Suite à la visite du weekend, nous demandons quelques informations à l’agence immobilière. Celle-ci nous procure alors un Certificat d’Urbanisme délivré en 2020 qui établit que le projet de conversion de la grange en habitation est possible. Le terrain est desservi par l’eau potable, l’électricité et la voirie. Seul l’assainissement n’est pas en place. D’autres défauts nous sont signalés, notamment au niveau de la couverture du toit. Celle-ci est à reprendre et est au moins en partie amiantée (sans doute par l’un des deux types d’ardoise sur le toit).

Mis à part la couverture, tous nos critères sont cochés !

  • La charpente et les murs sont en excellent état.
  • La partie basse, que nous habiterions, présente de nombreuses fenêtres et ouvertures.
  • La position géographique du lieu nous séduit totalement : la grange est au milieu d’un bois, sans culture intensive accolée, un étang est à proximité. Elle est un peu isolée mais à 20 mn en vélo seulement d’une ville avec tous les services.
  • Le terrain atteint presque 1 hectare et est en friche, donc avec une grande biodiversité et un sol vivant ; et est traversé par un ruisseau avec un bon débit.
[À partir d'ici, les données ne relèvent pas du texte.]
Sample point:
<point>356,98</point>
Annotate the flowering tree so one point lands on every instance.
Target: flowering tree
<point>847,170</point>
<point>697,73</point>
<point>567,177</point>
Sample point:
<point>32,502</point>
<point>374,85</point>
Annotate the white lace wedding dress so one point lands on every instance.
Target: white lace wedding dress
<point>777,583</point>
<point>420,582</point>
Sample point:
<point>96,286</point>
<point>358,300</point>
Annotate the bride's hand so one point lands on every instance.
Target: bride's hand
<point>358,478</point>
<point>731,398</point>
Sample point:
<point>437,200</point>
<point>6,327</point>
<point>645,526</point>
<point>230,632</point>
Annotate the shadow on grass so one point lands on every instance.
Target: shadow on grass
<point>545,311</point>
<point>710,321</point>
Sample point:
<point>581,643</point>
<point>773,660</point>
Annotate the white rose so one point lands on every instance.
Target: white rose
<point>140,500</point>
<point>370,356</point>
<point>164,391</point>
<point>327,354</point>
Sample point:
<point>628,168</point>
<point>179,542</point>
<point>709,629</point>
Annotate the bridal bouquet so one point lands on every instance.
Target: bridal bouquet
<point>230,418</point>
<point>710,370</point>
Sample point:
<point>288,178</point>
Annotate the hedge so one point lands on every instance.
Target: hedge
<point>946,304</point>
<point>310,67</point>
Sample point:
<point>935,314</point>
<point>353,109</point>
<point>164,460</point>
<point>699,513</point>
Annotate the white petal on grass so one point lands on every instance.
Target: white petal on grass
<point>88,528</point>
Pour les curieux, le terrain est classé “ZNIEFF 1″*
  • Enfin, et ce n’est pas la moindre des choses, la bâtisse a un charme indéniable.

Nous nous décidons alors à faire une offre à 26 000€ pour la grange, l’ensemble des terrains, dont celui de 6 500 m2 qui n’était pas compris dans l’offre initiale, ainsi que la caravane. Après 36 h de suspens intense, l’offre est acceptée ! Nous signalons à l’agence que nous souhaitons mettre l’obtention du permis de construire (nécessaire, dans ce cas, pour changer la destination) comme clause suspensive pour le compromis de vente. 

C’est alors notre Odyssée qui commence. Nous appelons la mairie qui nous fournit les contacts nécessaires à la bonne réalisation du projet : la DDT (direction départementale du territoire) qui étudie les dossiers de permis de construire ainsi que le Syndicat des eaux local. Il nous faut en effet, pour être en mesure de déposer le permis de construire, obtenir un certificat de conformité pour l’installation d’un assainissement individuel. Les coups de fils s’enchaînent et nous obtenons les informations suivantes :

  • Si nous n’utilisons que la partie étable comme logement et que nous utilisons la partie haute comme garage, notre projet est en dessous des 150 m2 fatidiques qui nous obligeraient à passer par un·e architecte.
  • Pour l’assainissement, il nous faut donc un certificat de conformité afin de déposer le permis de construire. Nous avons donc contacté Aquatiris, le bureau d’étude français spécialiste dans la phyto-épuration individuelle.

Nous attendons désormais les documents du Syndicat des eaux comprenant un dossier que nous remplirons avec Aquatiris lors d’une analyse des sols. Le projet de phyto-épuration sera alors dimensionné et défini. Il nous faudra par la suite renvoyer ce dossier complété au Syndicat afin d’obtenir le précieux sésame et ainsi pouvoir déposer le permis de construire. Aquatiris doit également nous recontacter, la personne du secteur étant débordée en ce moment.

Dans l’intervalle, nous avons quelques plans à dessiner pour le dossier.

* ZNIEFF 1 (Zones Naturelles d’Intérêt Écologique, Faunistique et Floristique) : espaces homogènes écologiquement, définis par la présence d’espèces, d’associations d’espèces ou d’habitats rares, remarquables ou caractéristiques du patrimoine naturel régional. Ce sont les zones les plus remarquables du territoire.